Random walk on dynamical percolation in Euclidean lattices: separating critical and supercritical regimes

TL;DR

This paper analyzes the behavior of a random walk on dynamical percolation models in Euclidean lattices, establishing bounds on displacement in critical regimes and demonstrating linear growth in supercritical regimes.

Contribution

It provides new bounds on the mean squared displacement of the random walk in critical regimes and confirms linear growth in supercritical regimes, advancing understanding of dynamical percolation.

Findings

On the triangular lattice, displacement is at most O(tμ^{5/132-ε}) in the critical regime.

On Z^d with d≥11, displacement is at most O(tμ^{1/2} log(1/μ)) in the critical regime.

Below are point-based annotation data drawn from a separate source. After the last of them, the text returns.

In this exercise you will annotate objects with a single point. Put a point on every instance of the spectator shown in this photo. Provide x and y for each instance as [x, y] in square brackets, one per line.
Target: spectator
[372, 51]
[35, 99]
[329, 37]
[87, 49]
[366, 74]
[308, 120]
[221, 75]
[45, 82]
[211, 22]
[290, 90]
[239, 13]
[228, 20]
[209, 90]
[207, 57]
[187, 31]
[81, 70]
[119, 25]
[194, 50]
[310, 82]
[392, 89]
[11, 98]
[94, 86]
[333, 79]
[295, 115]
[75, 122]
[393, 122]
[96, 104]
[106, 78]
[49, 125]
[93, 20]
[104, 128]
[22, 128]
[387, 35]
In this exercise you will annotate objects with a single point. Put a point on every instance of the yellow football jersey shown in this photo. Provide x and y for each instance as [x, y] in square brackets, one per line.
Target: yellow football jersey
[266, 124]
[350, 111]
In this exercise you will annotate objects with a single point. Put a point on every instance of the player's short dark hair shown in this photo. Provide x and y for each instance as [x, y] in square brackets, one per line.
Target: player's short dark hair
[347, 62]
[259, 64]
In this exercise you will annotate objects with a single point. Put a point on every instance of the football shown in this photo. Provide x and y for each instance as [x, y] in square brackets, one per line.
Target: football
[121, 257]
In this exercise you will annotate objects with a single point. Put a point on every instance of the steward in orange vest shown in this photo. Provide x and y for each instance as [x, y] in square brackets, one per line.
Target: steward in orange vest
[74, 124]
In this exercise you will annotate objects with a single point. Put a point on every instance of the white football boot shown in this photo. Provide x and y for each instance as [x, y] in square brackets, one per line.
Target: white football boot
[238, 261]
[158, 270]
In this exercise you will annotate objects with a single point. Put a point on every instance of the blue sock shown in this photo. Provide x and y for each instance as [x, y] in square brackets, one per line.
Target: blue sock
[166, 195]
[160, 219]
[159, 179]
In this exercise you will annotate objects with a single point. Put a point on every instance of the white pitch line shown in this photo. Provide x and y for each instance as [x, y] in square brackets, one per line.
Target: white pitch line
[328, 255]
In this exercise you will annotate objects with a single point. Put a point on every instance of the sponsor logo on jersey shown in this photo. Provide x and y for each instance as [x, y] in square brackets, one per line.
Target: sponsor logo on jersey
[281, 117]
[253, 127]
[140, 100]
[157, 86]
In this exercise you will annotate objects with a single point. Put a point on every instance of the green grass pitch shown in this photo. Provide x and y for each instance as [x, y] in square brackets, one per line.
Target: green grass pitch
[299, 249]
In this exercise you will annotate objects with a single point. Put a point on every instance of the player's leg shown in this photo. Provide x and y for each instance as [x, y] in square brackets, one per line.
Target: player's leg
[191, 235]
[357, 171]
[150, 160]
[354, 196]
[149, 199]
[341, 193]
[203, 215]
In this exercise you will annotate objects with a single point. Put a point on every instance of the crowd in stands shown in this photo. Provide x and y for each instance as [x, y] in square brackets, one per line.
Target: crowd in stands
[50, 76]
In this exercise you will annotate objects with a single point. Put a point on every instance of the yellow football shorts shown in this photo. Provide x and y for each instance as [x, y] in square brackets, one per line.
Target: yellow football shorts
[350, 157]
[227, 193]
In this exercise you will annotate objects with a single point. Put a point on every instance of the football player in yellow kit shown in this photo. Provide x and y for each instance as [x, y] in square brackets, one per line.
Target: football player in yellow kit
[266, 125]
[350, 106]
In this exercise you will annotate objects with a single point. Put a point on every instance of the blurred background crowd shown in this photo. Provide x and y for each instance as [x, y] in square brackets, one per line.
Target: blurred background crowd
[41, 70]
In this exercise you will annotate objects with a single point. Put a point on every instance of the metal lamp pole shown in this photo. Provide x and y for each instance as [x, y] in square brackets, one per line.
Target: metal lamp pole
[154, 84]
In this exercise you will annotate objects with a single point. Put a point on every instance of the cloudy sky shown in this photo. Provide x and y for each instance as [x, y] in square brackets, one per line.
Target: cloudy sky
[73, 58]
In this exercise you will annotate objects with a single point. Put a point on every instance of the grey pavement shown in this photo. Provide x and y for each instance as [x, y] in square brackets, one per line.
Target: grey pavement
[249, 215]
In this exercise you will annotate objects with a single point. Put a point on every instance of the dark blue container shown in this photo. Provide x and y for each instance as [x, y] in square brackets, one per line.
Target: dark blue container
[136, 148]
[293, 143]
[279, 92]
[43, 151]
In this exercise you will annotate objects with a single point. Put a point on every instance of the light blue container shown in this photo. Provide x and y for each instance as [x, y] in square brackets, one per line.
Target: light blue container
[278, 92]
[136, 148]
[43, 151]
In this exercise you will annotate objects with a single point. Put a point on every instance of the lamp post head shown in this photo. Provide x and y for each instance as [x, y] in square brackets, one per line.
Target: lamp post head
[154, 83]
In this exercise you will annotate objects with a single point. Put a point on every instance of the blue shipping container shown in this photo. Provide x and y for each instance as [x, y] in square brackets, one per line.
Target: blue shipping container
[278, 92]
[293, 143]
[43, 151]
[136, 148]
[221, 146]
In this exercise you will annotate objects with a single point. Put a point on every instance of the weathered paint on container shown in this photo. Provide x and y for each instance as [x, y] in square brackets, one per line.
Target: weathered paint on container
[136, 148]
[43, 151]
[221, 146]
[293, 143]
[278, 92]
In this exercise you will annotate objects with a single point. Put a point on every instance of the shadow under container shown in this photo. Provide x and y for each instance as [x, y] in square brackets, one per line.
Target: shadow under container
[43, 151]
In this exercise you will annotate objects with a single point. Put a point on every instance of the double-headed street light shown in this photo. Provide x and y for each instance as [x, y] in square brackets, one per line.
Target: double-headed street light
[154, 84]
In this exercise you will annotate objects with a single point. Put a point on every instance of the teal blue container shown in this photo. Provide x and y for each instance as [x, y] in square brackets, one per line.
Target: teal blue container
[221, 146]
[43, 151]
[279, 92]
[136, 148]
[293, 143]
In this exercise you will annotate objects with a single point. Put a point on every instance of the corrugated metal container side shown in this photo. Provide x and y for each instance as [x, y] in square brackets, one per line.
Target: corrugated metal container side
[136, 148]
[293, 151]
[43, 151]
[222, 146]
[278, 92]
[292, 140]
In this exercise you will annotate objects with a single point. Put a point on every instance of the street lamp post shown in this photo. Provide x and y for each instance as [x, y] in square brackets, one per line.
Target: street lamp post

In the supercritical regime, displacement grows linearly with time, at least ct.

Abstract

We study the random walk on dynamical percolation of $\mathbb{Z}^d$ (resp., the two-dimensional triangular lattice $\mathcal{T}$), where each edge (resp., each site) can be either open or closed, refreshing its status at rate $\mu\in (0,1/e]$. The random walk moves along open edges in $\mathbb{Z}^d$ (resp., open sites in $\mathcal{T}$) at rate $1$. For the critical regime $p=p_c$, we prove the following two results: on $\mathcal{T}$, the mean squared displacement of the random walk from $0$ to $t$ is at most $O(t\mu^{5/132-\epsilon})$ for any $\epsilon>0$; on $\mathbb{Z}^d$ with $d\geq 11$, the corresponding upper bound for the mean squared displacement is $O(t \mu^{1/2}\log(1/\mu))$. For the supercritical regime $p>p_c$, we prove that the mean squared displacement on $\mathbb{Z}^d$ is at least $ct$ for some $c=c(d)>0$ that does not depend on $\mu$.